Today I went outside and my rooster was just laying there. His comb purple and he was breathing shallow. He was in perfect health yesterday running all over. I left for ten minutes. Came back he was gone ;(. He was only a year old. I don't understand what happened to him. No signs of being sick. I do have rats that I'm fighting in the barn. Could they have killed him. Also the chicks and rooster live with my 6 goats. I am so upset over this. He was so beautiful ;( 


Sent from my iPhone using Goat Forum


----------



## ksalvagno (Oct 6, 2009)

Sorry you lost him. Did you check him over for bites?


----------



## Mamaboyd (Oct 10, 2013)

I am so sorry for your loss :hug:Could he have eaten something bad for him? And yes, I would check for bite marks as well!


----------



## sassy (Nov 29, 2013)

I did check him and he looked perfectly healthy. Just dead. If you understand what I mean. Everything was intact. I sure do miss his wake up call in the morning. I would get another rooster but i hate losing animals . I can't put poison out for the rats due to the goats. I've been trying to shoot them and that's not easy. Any suggestions on getting rid of rats!!!

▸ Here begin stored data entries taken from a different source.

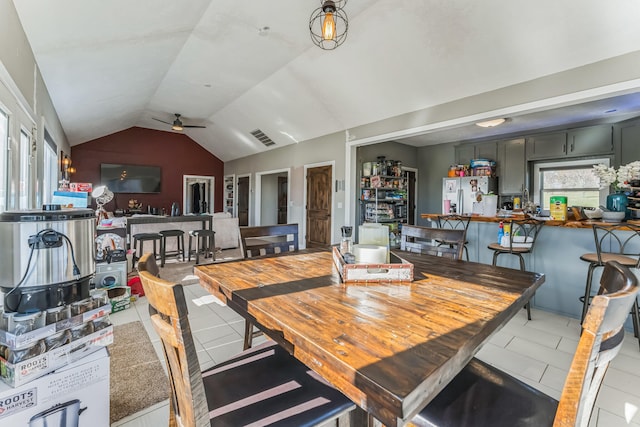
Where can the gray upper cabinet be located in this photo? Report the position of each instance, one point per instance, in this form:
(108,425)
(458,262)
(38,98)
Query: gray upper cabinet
(594,140)
(481,150)
(590,141)
(629,142)
(511,166)
(547,146)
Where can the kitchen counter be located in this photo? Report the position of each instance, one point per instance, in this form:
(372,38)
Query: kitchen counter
(556,254)
(553,223)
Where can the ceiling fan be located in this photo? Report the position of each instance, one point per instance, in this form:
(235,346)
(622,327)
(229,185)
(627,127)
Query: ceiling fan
(177,123)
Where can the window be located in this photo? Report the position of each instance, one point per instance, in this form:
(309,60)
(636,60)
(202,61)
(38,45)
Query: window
(50,179)
(4,167)
(23,184)
(573,179)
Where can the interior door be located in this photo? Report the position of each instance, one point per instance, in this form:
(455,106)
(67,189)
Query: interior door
(319,192)
(243,201)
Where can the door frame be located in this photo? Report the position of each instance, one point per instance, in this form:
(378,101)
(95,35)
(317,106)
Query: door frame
(249,204)
(258,192)
(332,163)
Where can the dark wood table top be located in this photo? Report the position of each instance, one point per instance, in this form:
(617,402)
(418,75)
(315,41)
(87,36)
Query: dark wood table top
(389,347)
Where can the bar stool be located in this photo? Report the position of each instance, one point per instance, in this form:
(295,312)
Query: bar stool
(522,238)
(179,235)
(615,242)
(207,244)
(138,244)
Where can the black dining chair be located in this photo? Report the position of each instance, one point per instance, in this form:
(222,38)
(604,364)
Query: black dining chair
(481,395)
(523,234)
(614,242)
(455,222)
(261,386)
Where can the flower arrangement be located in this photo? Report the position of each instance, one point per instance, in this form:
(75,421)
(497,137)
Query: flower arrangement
(618,179)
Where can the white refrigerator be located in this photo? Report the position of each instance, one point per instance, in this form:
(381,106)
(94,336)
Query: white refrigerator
(462,192)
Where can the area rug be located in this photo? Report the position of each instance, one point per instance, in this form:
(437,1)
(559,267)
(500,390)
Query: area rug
(138,379)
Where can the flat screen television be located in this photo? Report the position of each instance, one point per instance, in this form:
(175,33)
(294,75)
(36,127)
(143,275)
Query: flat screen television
(121,178)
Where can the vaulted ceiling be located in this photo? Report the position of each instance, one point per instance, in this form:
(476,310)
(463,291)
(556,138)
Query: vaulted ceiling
(111,65)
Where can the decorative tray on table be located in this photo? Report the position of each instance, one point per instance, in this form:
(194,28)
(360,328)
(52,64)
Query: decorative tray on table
(398,270)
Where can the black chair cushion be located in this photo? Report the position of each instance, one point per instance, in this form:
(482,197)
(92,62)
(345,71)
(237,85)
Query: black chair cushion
(267,386)
(481,395)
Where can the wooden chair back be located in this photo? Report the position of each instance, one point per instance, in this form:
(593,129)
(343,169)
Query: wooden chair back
(168,310)
(426,240)
(600,342)
(620,239)
(269,239)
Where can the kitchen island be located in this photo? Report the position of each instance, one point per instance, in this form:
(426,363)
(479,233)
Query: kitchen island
(556,254)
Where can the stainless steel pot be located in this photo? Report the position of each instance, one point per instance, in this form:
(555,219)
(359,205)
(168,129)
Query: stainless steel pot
(61,415)
(46,258)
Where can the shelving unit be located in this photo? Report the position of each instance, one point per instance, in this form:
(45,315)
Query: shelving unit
(230,194)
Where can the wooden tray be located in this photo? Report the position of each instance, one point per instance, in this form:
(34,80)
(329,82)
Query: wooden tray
(398,270)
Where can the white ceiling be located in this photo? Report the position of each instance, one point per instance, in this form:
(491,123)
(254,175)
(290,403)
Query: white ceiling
(111,65)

Sent from my iPhone using Goat Forum


----------



## NubianFan (Jun 3, 2013)

Cats....


----------



## sassy (Nov 29, 2013)

I have two. The both are outside cats and evidently don't care for the taste of rats! 

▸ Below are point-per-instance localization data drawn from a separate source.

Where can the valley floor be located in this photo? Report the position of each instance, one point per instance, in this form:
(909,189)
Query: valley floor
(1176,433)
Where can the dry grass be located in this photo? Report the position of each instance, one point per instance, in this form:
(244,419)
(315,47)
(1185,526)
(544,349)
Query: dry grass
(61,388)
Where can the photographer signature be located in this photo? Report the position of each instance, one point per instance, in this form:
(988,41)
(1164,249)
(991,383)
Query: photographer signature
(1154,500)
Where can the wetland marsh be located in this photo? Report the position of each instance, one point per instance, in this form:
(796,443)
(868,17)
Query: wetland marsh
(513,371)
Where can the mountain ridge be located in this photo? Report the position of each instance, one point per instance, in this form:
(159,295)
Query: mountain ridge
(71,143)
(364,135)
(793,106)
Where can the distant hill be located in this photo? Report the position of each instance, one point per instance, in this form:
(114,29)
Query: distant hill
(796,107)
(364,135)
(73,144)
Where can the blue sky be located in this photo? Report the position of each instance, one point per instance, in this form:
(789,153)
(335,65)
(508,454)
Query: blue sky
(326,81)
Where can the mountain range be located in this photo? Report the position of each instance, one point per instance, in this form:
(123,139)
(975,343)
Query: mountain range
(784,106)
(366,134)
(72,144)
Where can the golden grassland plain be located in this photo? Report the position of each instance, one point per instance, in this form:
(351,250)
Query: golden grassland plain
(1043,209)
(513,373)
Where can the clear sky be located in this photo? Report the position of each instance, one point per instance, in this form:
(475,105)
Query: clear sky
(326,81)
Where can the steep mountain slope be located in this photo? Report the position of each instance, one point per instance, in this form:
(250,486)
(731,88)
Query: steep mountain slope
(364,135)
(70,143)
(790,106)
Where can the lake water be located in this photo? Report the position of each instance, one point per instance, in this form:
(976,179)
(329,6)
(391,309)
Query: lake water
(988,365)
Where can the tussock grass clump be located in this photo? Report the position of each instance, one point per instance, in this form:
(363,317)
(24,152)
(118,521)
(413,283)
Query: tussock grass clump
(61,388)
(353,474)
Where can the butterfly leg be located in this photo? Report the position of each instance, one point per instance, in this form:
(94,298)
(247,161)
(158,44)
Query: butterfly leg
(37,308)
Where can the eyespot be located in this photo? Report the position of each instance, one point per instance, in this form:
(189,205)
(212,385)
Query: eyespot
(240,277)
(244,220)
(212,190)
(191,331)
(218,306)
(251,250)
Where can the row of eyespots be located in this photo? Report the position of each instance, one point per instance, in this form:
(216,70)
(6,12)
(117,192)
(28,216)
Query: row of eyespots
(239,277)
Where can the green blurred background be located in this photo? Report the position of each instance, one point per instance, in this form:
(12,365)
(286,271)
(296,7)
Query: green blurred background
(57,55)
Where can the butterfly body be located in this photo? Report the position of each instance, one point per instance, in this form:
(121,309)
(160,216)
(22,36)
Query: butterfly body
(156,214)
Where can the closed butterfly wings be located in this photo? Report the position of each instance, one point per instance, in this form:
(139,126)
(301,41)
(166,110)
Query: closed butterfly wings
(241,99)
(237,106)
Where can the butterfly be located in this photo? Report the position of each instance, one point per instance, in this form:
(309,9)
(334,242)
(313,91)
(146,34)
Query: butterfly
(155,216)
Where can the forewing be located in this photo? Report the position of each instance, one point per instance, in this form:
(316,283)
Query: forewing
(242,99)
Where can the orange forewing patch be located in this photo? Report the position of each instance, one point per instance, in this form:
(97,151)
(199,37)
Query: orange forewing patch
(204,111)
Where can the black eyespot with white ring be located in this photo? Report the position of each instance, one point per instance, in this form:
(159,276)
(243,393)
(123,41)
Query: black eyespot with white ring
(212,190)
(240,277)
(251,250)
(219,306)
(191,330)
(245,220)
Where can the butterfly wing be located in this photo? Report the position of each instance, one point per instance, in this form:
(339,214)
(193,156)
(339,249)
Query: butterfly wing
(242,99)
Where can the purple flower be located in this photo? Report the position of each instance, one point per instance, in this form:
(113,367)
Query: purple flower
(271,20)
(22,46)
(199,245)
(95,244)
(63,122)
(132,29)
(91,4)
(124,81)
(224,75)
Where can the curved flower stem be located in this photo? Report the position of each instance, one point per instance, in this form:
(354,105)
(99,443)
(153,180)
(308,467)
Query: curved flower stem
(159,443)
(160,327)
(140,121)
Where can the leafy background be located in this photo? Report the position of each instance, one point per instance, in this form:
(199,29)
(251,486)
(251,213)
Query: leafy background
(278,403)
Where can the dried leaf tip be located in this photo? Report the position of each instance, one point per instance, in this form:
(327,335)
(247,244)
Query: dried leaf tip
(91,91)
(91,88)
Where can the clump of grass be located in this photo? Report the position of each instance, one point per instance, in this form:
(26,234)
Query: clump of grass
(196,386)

Sent from my iPhone using Goat Forum


----------



## ksalvagno (Oct 6, 2009)

Do a search on here. There was a thread on getting rid of rats.


----------



## toth boer goats (Jul 20, 2008)

I am so sorry


----------



## spidy1 (Jan 9, 2014)

Little dogs! Rats are gone where there is little dogs, like Min-Pins or Jack Russels.


----------



## sassy (Nov 29, 2013)

Thank you I will search for the thread.... I have a German Shepard and a pit pull dashound mix. They can't go out by the goats cause they hate the chickens ;(. 


Sent from my iPhone using Goat Forum


----------



## SalteyLove (Jun 18, 2011)

I'm sorry you lost your rooster  I had a very favorite Orpington rooster and it was a real bummer when he went but we had no idea how old he was.

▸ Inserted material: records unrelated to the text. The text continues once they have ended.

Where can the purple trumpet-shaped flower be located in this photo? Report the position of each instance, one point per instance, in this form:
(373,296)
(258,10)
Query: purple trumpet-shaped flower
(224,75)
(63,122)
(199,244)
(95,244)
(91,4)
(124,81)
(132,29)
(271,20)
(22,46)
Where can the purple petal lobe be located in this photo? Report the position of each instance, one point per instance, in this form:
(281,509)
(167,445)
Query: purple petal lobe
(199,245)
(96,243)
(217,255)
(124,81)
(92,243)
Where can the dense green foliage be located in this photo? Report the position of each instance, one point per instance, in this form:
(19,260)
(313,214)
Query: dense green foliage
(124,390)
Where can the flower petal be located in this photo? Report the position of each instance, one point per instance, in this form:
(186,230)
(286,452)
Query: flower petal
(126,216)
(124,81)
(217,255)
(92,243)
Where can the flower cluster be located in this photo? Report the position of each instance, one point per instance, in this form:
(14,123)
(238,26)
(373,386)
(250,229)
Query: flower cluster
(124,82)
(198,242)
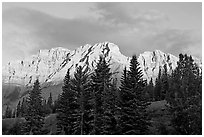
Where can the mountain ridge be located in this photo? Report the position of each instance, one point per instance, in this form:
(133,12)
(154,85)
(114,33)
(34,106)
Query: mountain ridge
(50,66)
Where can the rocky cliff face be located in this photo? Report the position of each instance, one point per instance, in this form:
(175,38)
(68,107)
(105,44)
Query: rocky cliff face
(50,66)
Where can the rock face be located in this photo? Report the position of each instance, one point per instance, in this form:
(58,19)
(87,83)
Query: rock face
(50,66)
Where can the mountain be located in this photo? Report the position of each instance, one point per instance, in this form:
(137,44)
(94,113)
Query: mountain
(50,67)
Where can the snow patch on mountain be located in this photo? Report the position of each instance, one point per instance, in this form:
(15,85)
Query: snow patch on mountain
(50,66)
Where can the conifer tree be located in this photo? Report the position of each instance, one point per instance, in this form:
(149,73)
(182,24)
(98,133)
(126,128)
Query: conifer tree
(150,91)
(82,112)
(50,103)
(24,107)
(157,89)
(64,107)
(18,110)
(8,112)
(34,116)
(101,84)
(186,98)
(164,83)
(14,113)
(134,118)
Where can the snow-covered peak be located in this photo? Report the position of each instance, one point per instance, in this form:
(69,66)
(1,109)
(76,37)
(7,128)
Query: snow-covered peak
(50,66)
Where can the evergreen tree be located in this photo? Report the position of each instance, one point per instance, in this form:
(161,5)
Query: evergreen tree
(150,91)
(14,113)
(185,100)
(82,107)
(64,107)
(164,83)
(34,116)
(157,89)
(134,118)
(101,85)
(24,107)
(18,110)
(50,103)
(8,112)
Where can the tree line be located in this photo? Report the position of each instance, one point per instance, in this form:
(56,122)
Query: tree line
(92,104)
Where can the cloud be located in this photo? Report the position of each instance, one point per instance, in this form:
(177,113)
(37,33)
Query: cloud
(25,31)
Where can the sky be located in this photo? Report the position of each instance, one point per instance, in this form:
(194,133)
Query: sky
(135,27)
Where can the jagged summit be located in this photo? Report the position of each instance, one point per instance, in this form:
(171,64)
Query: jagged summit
(50,66)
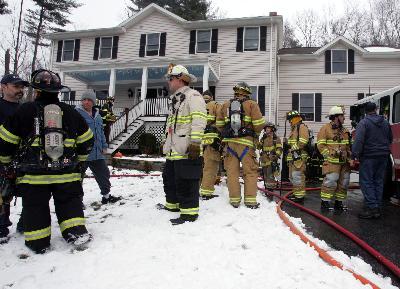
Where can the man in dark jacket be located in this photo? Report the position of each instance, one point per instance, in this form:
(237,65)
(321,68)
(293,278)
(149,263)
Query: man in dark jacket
(372,148)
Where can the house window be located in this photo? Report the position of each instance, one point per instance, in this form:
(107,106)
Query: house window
(203,41)
(68,50)
(251,38)
(307,105)
(153,44)
(105,47)
(339,61)
(254,94)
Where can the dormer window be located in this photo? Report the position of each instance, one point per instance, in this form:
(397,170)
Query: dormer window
(339,61)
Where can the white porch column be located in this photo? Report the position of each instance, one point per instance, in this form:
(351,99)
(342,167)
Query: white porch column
(111,88)
(206,75)
(143,89)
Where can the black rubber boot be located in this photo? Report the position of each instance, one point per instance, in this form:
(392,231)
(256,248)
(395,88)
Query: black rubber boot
(163,207)
(183,219)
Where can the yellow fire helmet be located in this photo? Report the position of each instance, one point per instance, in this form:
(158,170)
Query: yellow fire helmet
(180,72)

Here is the thread on rat control: http://www.thegoatspot.net/forum/f193/rat-poison-same-area-hay-164890/


----------



## NyGoatMom (Jan 26, 2013)

Maybe he got stepped on? So sorry for your loss :hug: 
If the rats are that bad, can you put the goats elsewhere while getting rid of the rats?


----------



## sassy (Nov 29, 2013)

I'm gonna try and put them out in the field tomm night. Bad thing is my one goat boots can jump so high he goes right over fence. We shot a big one tonight. So I'm gonna keep shooting them! I never thought of maybe he got stepped on ;(. That's probably why he looked fine but dead.....Now I feel awful cause that would be my own fault for letting them live all together!!! Thanks everyone for the hugs. And hugs to everyone who lost there animals....


Sent from my iPhone using Goat Forum


----------



## sassy (Nov 29, 2013)

I'm sorry salty u lost your rooster too. So so quiet without them. Thank you for the information!!!! 


Sent from my iPhone using Goat Forum


----------